On parle beaucoup des inégalités de revenus - mais elles sont finalement très contenues. En France, les 10 % des plus hauts revenus gagnent 4 fois et demi plus que les 10 % des plus bas revenus. Un rapport de 1 à 4, cela reste mesuré. Il faut dire qu'en France, on a tout un arsenal de redistribution des revenus. Alors que si on regarde maintenant le patrimoine, là, c'est complètement différent...
Les 10 % des plus riches ont un patrimoine de plus de 600.000 euros, contre à peine 38.000 euros pour les 10 % les plus pauvres. Soit un écart de 1 à 160 ! Comme l'écrit l'Insee dans son rapport annuel : "Les inégalités de patrimoine sont beaucoup plus marquées que celles des revenus." Comment s'expliquent ces inégalités de patrimoine ? Et pourquoi ne cherche-t-on pas à les corriger ?
En France, on est allergique à l’impôt sur les successions. Le patrimoine s'acquière tout au long de la vie. Les plus de 60 ans sont quasiment 10 fois plus riches que les moins de 30 ans. Et cette fortune amassée est ensuite transmise quasiment sans aucune taxe aux enfants : 90 % des héritages se font sans droits de succession.
Donc, autant les revenus sont matraqués d’impôts, autant le patrimoine, lui, peut changer de main sans aucune taxe. Zéro redistribution. Emmanuel Macron avait bien tenté à un moment de lancer le débat, mais - dans une France, déjà championne du monde des impôts et taxes -, les Français ne veulent pas entendre parler d’impôt supplémentaire.
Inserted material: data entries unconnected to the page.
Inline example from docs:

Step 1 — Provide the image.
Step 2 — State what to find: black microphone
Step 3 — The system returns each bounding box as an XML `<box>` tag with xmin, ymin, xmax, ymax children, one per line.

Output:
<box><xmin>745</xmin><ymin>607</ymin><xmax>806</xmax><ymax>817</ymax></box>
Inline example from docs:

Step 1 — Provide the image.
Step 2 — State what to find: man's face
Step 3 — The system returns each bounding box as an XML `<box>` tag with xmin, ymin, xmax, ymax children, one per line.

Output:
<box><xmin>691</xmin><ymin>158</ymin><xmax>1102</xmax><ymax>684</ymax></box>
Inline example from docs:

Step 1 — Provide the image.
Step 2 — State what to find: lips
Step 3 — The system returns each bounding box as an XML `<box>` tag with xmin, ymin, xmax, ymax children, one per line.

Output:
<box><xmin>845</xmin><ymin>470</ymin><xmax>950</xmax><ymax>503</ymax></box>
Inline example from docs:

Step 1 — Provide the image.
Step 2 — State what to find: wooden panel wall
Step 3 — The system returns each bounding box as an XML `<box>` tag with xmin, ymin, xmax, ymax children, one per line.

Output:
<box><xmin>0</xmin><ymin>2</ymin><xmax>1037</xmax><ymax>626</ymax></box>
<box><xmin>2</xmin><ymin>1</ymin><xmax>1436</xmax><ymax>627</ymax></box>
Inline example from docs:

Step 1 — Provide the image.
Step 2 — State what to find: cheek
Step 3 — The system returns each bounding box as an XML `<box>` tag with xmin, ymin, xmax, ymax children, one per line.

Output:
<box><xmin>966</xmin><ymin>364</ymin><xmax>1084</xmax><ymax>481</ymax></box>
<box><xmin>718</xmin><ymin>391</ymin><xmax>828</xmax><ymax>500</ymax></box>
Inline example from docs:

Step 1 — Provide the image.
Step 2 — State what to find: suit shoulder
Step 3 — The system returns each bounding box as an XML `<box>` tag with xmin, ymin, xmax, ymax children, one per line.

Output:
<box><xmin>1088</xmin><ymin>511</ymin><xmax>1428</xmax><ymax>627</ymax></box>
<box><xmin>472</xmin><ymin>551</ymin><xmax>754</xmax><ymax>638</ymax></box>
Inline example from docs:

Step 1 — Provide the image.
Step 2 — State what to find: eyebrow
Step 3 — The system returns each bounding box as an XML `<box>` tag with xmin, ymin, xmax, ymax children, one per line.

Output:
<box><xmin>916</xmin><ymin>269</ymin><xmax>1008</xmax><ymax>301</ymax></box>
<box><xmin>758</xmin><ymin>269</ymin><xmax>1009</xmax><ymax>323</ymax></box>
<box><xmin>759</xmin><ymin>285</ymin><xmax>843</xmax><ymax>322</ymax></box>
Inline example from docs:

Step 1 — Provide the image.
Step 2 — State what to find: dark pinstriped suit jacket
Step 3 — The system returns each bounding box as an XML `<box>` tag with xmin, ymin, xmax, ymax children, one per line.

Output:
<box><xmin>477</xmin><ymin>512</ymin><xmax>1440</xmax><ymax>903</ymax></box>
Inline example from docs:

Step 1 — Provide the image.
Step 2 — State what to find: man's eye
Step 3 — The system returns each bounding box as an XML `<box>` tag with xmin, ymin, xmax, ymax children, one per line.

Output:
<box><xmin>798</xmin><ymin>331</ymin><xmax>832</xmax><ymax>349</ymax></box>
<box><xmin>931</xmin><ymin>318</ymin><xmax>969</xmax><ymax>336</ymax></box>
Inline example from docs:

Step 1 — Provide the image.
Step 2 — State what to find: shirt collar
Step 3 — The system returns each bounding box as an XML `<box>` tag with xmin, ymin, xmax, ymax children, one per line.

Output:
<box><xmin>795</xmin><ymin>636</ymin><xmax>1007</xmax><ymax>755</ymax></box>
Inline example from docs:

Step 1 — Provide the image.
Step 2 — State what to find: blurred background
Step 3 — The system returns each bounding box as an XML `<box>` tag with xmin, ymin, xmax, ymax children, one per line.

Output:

D'autant que si l'on regarde la composition de ce patrimoine, c'est essentiellement de l'immobilier, à plus de 60 %. C'est notre maison, un actif très personnel, très privé. Et donc, à l'aube de sa mort, on préfère voir hériter ses enfants, plutôt que le fisc. Et tant pis si cela génère de fortes inégalités. En matière de patrimoine, le ras-le-bol fiscal l'a emporté sur la passion française pour l'égalité.